London Mayor Boris Johnson has announced an additional £12 million to expand a city-wide building retrofit program.
The new funds will extend London’s retrofitting work, which since 2008 has updated more than 400,000 homes and over 350 public buildings with LED lighting, boilers, insulation, solar panels and double glazing.
“We need to do everything possible to make the most of our resources, reduce carbon emissions and create a more secure, cost-effective and sustainable heat and power supply across London,” Mr Johnson said.
“Retrofitting older homes and buildings has a pivotal part to play in this, while also helping to save us all money on fuel bills.
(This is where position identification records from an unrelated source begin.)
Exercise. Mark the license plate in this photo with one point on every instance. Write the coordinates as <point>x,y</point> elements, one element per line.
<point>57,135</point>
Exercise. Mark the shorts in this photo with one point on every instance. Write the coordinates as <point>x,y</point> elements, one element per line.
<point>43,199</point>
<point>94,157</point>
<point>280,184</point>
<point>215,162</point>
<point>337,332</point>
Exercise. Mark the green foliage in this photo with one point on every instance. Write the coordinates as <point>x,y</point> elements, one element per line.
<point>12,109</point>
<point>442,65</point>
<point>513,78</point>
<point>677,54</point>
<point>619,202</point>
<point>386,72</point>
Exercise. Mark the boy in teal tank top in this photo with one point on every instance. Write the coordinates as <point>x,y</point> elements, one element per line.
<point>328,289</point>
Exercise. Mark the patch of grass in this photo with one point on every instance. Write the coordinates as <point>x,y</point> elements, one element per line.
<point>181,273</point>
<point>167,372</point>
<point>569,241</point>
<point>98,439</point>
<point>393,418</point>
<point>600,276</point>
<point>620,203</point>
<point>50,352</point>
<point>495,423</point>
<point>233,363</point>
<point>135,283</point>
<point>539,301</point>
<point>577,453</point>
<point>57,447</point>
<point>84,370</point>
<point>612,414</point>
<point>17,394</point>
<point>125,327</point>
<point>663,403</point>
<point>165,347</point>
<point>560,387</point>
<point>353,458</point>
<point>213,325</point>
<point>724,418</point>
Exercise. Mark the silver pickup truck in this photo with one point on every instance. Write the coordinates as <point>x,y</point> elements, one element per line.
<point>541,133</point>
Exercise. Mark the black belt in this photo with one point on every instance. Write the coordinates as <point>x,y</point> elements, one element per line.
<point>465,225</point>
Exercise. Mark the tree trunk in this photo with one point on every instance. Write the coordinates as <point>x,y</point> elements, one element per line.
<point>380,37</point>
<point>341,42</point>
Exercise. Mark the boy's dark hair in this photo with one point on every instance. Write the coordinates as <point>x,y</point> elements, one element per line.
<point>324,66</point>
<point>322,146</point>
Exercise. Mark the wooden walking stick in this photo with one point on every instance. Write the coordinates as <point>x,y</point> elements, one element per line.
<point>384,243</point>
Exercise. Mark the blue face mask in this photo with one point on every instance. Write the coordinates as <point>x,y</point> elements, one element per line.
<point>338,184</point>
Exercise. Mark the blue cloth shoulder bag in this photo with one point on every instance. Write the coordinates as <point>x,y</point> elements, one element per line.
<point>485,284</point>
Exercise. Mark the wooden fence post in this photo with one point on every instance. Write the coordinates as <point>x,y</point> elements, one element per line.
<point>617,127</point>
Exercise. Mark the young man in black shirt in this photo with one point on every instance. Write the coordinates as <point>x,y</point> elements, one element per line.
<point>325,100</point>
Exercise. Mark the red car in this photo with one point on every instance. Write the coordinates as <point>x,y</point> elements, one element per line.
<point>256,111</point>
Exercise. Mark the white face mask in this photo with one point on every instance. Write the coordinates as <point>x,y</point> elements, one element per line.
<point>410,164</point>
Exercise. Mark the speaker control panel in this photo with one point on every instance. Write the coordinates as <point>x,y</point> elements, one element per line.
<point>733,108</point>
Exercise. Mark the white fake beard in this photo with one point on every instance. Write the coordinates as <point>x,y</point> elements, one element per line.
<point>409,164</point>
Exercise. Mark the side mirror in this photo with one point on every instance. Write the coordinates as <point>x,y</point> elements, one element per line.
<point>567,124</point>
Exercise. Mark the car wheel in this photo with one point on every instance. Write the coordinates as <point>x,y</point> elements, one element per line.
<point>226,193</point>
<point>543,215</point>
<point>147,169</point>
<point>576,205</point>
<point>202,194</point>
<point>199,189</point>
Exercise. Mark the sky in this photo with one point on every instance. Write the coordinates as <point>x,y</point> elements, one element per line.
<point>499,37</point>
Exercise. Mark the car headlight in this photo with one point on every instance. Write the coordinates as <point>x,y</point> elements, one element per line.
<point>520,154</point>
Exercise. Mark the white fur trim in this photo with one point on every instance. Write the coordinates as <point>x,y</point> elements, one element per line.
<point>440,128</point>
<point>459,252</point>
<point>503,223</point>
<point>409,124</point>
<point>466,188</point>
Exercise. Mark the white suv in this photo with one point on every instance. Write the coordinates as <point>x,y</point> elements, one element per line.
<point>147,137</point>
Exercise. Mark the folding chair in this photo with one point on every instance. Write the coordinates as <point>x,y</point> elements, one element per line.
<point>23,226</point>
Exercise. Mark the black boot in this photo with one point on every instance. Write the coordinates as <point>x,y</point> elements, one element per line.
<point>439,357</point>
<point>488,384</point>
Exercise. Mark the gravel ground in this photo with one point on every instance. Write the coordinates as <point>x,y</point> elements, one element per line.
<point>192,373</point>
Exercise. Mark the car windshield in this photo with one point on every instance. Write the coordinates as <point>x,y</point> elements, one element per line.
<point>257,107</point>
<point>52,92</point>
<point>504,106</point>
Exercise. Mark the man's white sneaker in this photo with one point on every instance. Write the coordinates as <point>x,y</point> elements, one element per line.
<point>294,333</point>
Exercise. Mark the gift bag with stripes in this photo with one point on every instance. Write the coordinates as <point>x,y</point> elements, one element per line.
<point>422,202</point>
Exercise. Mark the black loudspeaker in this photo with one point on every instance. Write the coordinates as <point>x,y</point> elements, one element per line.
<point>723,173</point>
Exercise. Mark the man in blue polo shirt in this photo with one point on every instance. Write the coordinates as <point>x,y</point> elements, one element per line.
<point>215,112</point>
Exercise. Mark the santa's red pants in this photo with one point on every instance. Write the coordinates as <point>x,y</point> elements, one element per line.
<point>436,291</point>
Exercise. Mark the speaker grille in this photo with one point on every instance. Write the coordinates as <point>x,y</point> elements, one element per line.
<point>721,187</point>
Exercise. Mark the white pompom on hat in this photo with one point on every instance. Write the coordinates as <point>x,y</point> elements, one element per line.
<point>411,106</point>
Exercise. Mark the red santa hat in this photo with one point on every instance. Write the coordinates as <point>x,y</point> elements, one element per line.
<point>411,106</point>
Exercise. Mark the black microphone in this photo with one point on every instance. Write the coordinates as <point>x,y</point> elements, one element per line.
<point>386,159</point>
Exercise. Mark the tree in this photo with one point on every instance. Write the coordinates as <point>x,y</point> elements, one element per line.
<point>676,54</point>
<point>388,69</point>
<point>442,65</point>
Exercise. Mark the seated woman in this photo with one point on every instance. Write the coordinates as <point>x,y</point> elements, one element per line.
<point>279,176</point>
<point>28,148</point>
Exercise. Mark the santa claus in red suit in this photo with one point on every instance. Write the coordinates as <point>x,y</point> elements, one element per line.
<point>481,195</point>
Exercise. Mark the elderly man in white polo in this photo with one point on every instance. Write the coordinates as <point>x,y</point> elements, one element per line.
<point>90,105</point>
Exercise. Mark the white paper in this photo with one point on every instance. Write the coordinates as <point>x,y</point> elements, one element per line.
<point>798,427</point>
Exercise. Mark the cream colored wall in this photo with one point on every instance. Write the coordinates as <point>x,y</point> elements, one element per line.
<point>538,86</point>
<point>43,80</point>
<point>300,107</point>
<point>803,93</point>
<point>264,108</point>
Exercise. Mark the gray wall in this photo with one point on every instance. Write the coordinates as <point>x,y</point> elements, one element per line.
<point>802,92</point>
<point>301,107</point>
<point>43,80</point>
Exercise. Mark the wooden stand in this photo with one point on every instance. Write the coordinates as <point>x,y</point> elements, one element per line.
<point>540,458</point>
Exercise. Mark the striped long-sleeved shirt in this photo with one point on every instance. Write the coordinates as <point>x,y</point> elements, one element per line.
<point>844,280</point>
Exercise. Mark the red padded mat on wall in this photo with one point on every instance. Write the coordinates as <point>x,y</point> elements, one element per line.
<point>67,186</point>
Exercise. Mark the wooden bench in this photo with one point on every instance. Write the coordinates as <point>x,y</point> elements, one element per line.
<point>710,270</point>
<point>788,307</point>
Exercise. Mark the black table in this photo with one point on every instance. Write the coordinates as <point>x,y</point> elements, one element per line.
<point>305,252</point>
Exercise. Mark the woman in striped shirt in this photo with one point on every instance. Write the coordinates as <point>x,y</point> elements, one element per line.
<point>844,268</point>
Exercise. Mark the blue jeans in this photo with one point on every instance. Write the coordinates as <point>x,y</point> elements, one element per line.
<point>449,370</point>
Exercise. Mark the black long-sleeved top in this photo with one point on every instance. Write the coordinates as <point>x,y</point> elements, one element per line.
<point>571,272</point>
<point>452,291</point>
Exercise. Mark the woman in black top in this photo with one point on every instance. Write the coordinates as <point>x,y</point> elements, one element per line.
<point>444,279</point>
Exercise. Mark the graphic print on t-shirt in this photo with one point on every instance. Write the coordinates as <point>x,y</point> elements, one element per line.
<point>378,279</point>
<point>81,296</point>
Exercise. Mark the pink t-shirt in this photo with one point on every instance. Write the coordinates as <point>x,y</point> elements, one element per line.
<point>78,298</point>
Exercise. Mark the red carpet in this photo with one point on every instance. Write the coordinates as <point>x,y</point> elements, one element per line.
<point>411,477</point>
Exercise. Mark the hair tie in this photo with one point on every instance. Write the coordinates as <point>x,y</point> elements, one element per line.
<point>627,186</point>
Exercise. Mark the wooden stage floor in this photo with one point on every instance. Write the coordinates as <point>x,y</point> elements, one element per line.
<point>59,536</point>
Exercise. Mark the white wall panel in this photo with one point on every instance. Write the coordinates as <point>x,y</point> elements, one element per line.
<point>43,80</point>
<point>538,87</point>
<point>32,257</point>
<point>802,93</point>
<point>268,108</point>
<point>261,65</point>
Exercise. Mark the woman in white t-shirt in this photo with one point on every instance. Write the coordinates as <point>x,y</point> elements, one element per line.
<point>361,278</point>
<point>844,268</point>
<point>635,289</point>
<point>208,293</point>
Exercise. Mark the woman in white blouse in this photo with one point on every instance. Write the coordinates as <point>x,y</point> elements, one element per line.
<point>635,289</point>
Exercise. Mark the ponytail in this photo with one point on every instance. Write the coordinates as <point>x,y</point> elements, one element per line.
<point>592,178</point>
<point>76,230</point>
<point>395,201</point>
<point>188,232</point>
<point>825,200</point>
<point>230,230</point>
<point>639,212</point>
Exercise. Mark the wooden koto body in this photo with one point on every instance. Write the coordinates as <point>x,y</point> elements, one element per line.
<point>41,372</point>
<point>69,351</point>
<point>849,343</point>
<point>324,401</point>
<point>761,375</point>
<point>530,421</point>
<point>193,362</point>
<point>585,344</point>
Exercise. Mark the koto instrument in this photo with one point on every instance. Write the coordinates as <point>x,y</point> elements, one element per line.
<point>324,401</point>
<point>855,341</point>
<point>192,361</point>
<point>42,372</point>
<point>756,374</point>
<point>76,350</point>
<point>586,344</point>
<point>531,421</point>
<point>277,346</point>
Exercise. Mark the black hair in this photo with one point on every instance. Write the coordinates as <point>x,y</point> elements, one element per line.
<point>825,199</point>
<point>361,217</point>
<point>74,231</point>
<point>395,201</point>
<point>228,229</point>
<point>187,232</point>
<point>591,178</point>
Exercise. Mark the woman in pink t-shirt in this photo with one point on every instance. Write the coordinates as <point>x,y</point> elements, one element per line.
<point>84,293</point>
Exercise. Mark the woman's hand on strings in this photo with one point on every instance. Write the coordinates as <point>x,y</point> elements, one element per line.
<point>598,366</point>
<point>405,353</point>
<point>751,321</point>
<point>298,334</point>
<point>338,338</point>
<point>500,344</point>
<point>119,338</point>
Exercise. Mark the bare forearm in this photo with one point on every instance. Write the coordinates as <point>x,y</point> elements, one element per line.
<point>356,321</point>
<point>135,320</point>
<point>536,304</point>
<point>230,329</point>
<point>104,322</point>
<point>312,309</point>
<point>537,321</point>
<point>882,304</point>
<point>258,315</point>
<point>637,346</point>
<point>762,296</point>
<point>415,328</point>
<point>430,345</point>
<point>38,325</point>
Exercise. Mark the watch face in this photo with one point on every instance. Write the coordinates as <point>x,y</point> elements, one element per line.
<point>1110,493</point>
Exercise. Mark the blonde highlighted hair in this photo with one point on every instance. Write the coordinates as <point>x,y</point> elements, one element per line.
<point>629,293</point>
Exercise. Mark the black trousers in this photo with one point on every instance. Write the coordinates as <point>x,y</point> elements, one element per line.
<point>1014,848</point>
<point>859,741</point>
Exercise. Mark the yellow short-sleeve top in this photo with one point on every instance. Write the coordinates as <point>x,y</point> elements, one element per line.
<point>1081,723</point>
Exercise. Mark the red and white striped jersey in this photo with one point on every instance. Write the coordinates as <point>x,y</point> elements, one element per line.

With these innovative energy saving technologies, London is leading the way as a 21st Century world city.”
Projects already underway include:
- the St George’s teaching hospital in Tooting, with a £12 million investment that will reduce energy use by 39 per cent and cut over 6000 tonnes of carbon emissions a year
- in Croydon, a £20 million investment to help retrofit 30 civic buildings including schools and libraries
- in Hackney, a £7 million project to create a communal gas heating network to replace expensive individual electric heating in more than 800 homes across 10 blocks of social housing, reducing energy bills by 56 per cent with average annual personal savings of £980 for over 1500 tenants
- the Lee Valley Heat Network, an project to provide low carbon heating in the form of hot water through a system of pipes to tens of thousands of homes across north London, reducing the carbon footprint of each home by around 50 per cent
- the installation of low-carbon heat and cooling systems across the Tate’s London art gallery estate – including the Tate Modern, Tate Britain and its local storage facilities – to achieve a 25 per cent annual energy saving and a 45 per cent reduction in the Tate Modern’s gas consumption alone
The mayor’s retrofitting program consists of investment through the London Green Fund, and development support through the Mayor’s RE:FIT (for public buildings) and RE:NEW (for homes) schemes.